例えば、A県のA町ではいいけれどもその隣のB町では駄目だ、特区の導入は駄目だと。いやいや、A町とB町は同じような自然条件、社会条件であれば、いやA町のほかにB町もいいよということになりますと、全国同じような自然条件なり社会条件のあるところではそれはいいということになります。これは特区というよりは、一般的に規制をしている中で、一般的にある種の基準に合ったところは例外として一つの別な行動を認める、それは特区でも何でもなくて、私は何か規制を一部緩和をする手法の一つだというような気もしておりまして、どうも特区という概念がいまいちよく実は分かっていないわけであります。
さらに、この特区の中で規制を緩和したときに一定の行為が行われます。例えば、土地の売買であるとかいろんなことがあります。資本のやり取りとかあります。しかし、この特区が何かどうもうまくいかないなということがだれの目にも分かりましたときに、じゃ特区をこれやめようかという話になるのかなというふうに思いますが、なった途端に、実はその中の土地の売買を無効にするわけにもいかないし資本のやり取りを無効にするわけにもいかないし、元に戻らなくなってしまう。

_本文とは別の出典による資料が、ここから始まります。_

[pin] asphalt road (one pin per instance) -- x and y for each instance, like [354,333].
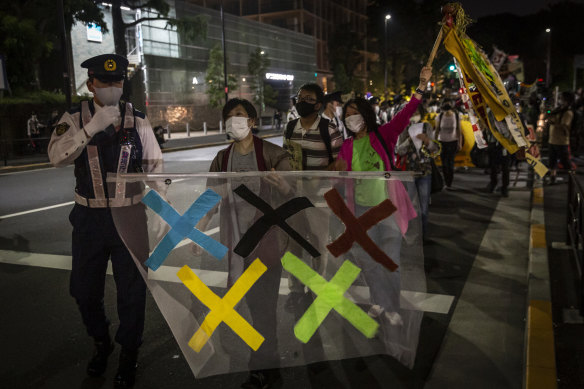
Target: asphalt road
[44,344]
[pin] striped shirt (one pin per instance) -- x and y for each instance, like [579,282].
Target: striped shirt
[314,153]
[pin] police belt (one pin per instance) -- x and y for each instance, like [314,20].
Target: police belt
[107,203]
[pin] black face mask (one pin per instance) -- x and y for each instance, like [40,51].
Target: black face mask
[304,109]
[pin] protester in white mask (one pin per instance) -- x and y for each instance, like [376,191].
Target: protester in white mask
[250,153]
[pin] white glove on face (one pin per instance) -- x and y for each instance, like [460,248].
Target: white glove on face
[102,119]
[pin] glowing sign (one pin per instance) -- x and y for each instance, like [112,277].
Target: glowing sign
[277,76]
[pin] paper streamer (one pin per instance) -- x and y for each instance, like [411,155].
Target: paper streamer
[330,295]
[183,226]
[271,217]
[356,228]
[222,309]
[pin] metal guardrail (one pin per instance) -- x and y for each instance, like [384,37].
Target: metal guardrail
[575,236]
[23,151]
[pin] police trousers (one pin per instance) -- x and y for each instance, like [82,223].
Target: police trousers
[95,241]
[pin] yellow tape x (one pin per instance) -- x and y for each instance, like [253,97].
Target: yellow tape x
[222,308]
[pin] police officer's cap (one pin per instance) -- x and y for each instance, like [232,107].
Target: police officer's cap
[106,67]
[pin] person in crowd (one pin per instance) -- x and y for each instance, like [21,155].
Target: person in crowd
[292,113]
[313,143]
[419,156]
[330,104]
[104,136]
[499,161]
[374,101]
[370,148]
[250,153]
[449,134]
[560,125]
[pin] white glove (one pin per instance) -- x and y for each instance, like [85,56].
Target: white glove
[102,119]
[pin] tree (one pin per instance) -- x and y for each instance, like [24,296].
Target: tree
[30,26]
[215,78]
[188,27]
[256,66]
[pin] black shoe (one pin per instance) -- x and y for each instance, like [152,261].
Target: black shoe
[292,301]
[98,363]
[262,379]
[126,375]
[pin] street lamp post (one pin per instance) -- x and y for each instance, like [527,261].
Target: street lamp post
[387,17]
[548,62]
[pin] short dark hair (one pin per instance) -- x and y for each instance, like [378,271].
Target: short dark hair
[568,97]
[246,104]
[366,110]
[312,87]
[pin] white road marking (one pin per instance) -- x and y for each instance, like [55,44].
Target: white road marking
[37,210]
[411,300]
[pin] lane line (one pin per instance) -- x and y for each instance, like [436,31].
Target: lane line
[411,300]
[37,210]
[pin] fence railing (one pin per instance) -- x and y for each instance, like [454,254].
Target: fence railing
[575,237]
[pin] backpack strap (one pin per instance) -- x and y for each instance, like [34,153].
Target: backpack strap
[258,146]
[290,128]
[226,158]
[382,141]
[326,137]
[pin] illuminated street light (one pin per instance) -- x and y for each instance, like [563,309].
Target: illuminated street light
[387,17]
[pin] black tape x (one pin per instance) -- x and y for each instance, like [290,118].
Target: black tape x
[271,217]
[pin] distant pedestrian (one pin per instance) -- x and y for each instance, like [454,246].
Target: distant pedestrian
[449,134]
[560,122]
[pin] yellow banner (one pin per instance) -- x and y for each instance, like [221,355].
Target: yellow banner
[479,69]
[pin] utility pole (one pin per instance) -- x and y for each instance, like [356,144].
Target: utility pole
[224,54]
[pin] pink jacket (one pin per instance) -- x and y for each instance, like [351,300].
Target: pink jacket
[397,193]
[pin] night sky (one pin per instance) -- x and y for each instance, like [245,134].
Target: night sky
[479,8]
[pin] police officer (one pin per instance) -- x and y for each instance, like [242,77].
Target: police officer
[105,135]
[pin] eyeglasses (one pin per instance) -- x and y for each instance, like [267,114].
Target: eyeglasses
[308,99]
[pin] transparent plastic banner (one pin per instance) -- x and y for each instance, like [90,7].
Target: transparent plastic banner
[263,270]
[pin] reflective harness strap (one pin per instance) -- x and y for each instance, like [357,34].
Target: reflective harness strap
[100,201]
[125,153]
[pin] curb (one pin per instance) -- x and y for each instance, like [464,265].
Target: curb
[540,359]
[45,165]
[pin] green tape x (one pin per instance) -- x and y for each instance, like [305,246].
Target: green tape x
[330,295]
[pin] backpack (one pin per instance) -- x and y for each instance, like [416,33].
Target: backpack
[324,134]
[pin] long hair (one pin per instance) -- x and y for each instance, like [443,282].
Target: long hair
[248,106]
[366,110]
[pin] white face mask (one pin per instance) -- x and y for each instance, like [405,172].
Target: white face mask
[236,127]
[108,96]
[355,123]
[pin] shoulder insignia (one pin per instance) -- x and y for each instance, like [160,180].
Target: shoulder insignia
[74,110]
[61,128]
[139,114]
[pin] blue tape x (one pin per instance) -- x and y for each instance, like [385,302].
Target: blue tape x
[183,226]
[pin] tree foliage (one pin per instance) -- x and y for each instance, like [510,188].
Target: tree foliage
[257,65]
[215,78]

実験として私はなかなか壮たるものがあるように思うんでありますが、これは実験室の中でやるときにはよろしいんですけれども、社会的なことになりますと、これは私はどうも、私見で恐縮でございますけれども、特区という議論ではなくて、少し時間がやっぱり掛かるかもしれませんが、規制改革の中で真っ正面からこれをどうすべきかという議論を一つ一つの分野でしていくという方がどうも何か正攻法ではないのかなという気持ちがございます。ただ、経済活性化の手法として特区ということを否定するつもりはございませんので、大いなる御検討を御期待をしたいというふうに思っております。
それからもう一つ、これも閣僚の皆様方にもお聞きいたしたいと思いますし、全国で、行きまして聞かれますのが、経済財政諮問会議って一体何という話であります。
昨年から大分、連日新聞に載らない日はないほど経済財政諮問会議というのがあるわけでありますが、一番聞かれますのが、総理が諮問をする、総理が主宰する経済財政諮問会議がある、主宰する経済財政諮問会議が総理に答申するという、こういうようなこともこの設置法といいますか、内閣府設置法なんかで見ますとあり得ますし、現実にあるわけであります。これは一体、何か変だなという感じが国民一般にあります。端的に言えば、一人で物を書いて、一人で芝居を打って、一人で興行して歩くというように見えるわけであります。
私は、やっぱり何か経済財政諮問会議の在り方として、内閣府設置法で総合企画あるいは企画立案又は総合調整と書いてありますね、これは経済財政諮問会議としては、総理がそういう立場でおられるのだとすると、一体この総合企画型に合うのか、企画立案型に合うのか、総合調整型に合うのか、ちょっとこれもいまいちよく分かりません。ちょっとこの辺につきまして、国民は何か提案をしているのかまとめているのかよく分からないところがあります。
是非、竹中大臣とそれから、恐縮でございますが、官房長官にもその辺について御感想をお述べいただきますと大変有り難く思います。